我が国のエネルギー危機を救って行くには、まず炭化水素資源へ依存している現実から目をそらしてはなりません。然るに、8月26日は近年稀にみる暗黒の日でした。総理は「辞世会見」を行いましたが、その中で電力供給を滅茶苦茶にして、どれだけ多くの人に不必要な苦しみを増やしてしまったかという責任を認識しないどころか、「脱原発の原理主義を実践したぞ」といわんばかりの開き直り。もっとひどいのは、この狂人をやめさせることと引き換えに、という信じられない論理で「全量買取法案」が何と参院全会一致(ひとりの反対も棄権もなし!!!)で可決成立したことでした。「良識の府」は全く機能していません。賛成票を投じた全参議院議員、ひとりひとりの不見識(*)に対し、私は「満身の怒りを表明致します。」(!!!)

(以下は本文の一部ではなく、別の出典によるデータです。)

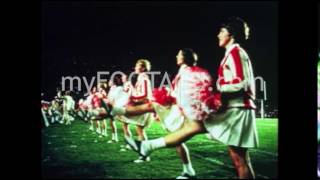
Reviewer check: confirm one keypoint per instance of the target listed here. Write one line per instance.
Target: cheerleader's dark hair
(238, 28)
(189, 56)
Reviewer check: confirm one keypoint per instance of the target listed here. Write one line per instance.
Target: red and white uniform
(235, 74)
(82, 105)
(119, 96)
(191, 89)
(142, 88)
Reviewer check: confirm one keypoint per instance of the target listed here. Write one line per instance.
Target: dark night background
(81, 38)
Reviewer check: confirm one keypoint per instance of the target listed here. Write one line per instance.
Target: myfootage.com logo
(79, 82)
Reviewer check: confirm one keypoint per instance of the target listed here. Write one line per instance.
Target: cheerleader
(141, 93)
(68, 107)
(176, 107)
(119, 96)
(97, 112)
(234, 125)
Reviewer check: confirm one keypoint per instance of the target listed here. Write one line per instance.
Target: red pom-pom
(214, 101)
(162, 96)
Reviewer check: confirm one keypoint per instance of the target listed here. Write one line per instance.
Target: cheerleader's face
(224, 37)
(138, 68)
(179, 58)
(94, 90)
(124, 78)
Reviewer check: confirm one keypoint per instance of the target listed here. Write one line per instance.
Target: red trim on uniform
(145, 92)
(237, 62)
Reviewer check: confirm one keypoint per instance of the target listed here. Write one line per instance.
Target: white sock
(150, 145)
(116, 136)
(118, 111)
(187, 168)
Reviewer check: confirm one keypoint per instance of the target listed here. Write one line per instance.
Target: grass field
(75, 152)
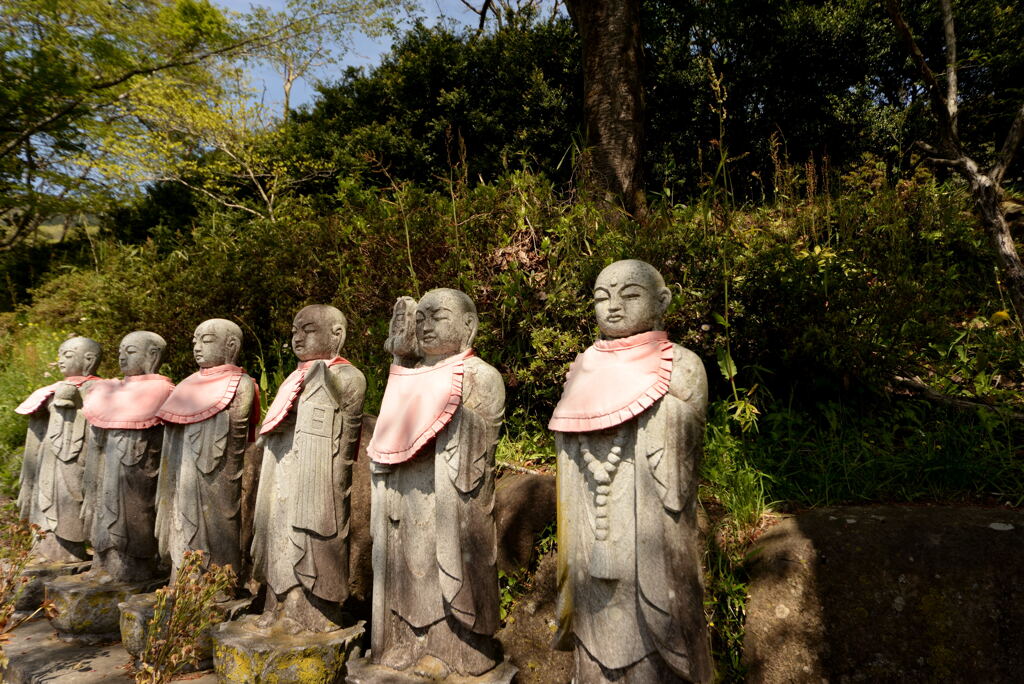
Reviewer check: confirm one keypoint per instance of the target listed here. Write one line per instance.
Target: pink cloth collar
(418, 403)
(205, 394)
(612, 382)
(130, 403)
(289, 391)
(38, 398)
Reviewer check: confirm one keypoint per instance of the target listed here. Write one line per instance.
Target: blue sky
(364, 52)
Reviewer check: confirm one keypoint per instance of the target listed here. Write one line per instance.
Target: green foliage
(16, 540)
(28, 360)
(495, 101)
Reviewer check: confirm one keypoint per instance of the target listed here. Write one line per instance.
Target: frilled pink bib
(289, 391)
(130, 403)
(38, 398)
(205, 394)
(612, 382)
(418, 403)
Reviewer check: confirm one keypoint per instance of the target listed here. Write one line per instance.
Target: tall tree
(609, 32)
(985, 180)
(69, 72)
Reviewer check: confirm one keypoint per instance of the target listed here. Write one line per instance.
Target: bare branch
(1010, 146)
(939, 105)
(915, 386)
(947, 25)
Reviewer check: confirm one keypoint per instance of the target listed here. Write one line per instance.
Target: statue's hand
(401, 334)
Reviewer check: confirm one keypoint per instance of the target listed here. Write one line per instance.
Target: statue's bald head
(140, 352)
(445, 323)
(630, 298)
(216, 342)
(79, 356)
(318, 332)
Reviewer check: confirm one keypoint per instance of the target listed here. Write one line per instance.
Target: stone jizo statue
(629, 430)
(121, 478)
(209, 419)
(435, 581)
(53, 467)
(310, 435)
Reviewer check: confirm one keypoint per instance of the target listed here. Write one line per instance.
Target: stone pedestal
(361, 671)
(38, 573)
(243, 652)
(87, 606)
(137, 611)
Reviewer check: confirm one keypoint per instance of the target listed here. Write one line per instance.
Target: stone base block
(38, 573)
(137, 611)
(361, 671)
(87, 606)
(243, 652)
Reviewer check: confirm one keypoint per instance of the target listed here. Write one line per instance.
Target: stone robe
(199, 493)
(121, 474)
(38, 423)
(434, 543)
(59, 483)
(301, 518)
(636, 599)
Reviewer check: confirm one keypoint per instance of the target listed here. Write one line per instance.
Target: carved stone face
(630, 298)
(443, 326)
(138, 353)
(75, 358)
(314, 335)
(213, 344)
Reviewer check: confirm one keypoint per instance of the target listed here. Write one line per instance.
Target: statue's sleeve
(167, 484)
(93, 471)
(464, 505)
(30, 461)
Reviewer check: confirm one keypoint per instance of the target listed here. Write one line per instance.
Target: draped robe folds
(434, 546)
(59, 485)
(302, 506)
(36, 408)
(199, 492)
(639, 595)
(121, 472)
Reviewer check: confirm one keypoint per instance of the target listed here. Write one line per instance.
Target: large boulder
(888, 593)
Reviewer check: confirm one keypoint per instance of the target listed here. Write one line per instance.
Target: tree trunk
(609, 31)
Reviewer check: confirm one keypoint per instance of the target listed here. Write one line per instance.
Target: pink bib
(205, 394)
(612, 382)
(38, 398)
(417, 404)
(130, 403)
(289, 391)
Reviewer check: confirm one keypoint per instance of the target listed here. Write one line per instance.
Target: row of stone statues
(146, 470)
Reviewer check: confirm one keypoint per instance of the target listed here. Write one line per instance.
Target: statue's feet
(289, 626)
(265, 622)
(431, 668)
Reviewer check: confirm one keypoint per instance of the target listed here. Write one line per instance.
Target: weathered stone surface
(38, 574)
(301, 520)
(248, 654)
(121, 469)
(37, 655)
(529, 629)
(435, 576)
(888, 593)
(209, 420)
(361, 671)
(87, 607)
(524, 506)
(629, 429)
(137, 611)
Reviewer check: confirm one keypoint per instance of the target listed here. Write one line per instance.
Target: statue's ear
(664, 299)
(472, 323)
(338, 331)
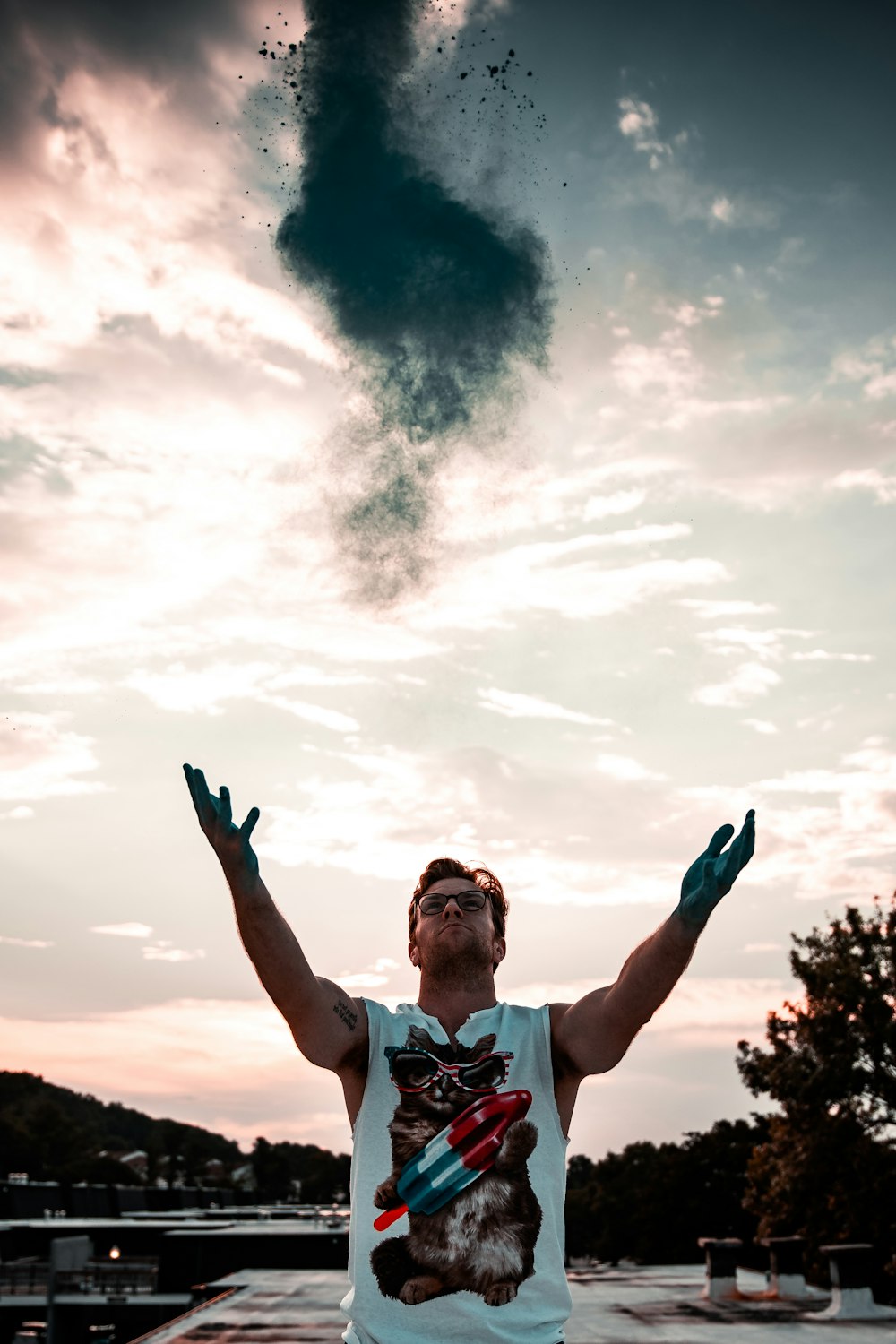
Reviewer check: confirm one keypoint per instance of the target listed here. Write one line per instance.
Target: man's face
(454, 938)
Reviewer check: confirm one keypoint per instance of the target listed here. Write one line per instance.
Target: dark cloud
(40, 43)
(438, 300)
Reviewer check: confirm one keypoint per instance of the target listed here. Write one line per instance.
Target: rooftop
(635, 1305)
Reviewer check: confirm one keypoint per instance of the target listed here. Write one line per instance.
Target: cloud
(124, 930)
(710, 607)
(175, 45)
(672, 180)
(871, 478)
(745, 683)
(567, 577)
(39, 758)
(825, 656)
(874, 365)
(516, 706)
(640, 123)
(625, 769)
(164, 952)
(762, 726)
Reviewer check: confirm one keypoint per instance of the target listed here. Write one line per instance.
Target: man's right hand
(230, 843)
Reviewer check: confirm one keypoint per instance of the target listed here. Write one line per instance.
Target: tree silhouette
(828, 1169)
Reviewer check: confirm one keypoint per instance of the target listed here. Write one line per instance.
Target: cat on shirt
(482, 1239)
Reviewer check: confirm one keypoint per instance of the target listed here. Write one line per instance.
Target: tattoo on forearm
(346, 1013)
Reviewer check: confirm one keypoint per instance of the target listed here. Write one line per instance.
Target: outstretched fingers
(720, 839)
(249, 824)
(198, 789)
(740, 854)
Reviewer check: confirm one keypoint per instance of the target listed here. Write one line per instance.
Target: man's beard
(460, 962)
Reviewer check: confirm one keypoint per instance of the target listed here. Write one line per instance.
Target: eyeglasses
(466, 900)
(416, 1070)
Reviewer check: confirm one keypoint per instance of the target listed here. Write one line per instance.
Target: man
(460, 1105)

炭化水素資源(原油、ガス)は、なぜか地球上に偏在しています。一方で、天は日本人に優秀な頭脳と勤勉な性格を与え、この資源を100%輸入しても余りあるだけの外貨を獲得できる技術力、生産力をつけさせました。砂漠の国で、なつめやしの実とヤギの乳だけで摂氏50度の暑さを凌いで暮らしていた人々は、石油を売り、日本製のクーラーとトヨタの高級車を買って快適な生活ができるようになりました。しかし、増え続ける若者に与える職がなく、教育が十分に行えず、近隣の兄弟国で相次ぐ「革命」が飛び火する恐怖におののいています。その中では最も安定している(?)と思われているサウジ、UAEの2か国に日本はその消費量の半分以上の原油を頼っています。この2国の輸出停止が起きたら、日本の電力はどうなるでしょうか。
産油国と日本は、このように戦略上非常に重要なパートナーであるにもかかわらず、我が国の側においては、政府、メディア、国民のあらゆるレベルにおいて意識が低い、極めて低い、というのが現状です。「馬の耳に念仏」となりますので、これ以上の議論を終わります。
(*)このことを問題とせず、民主党のどうでもよい政争の報道に明け暮れているメディアの不見識の害たるや言うに及ばず。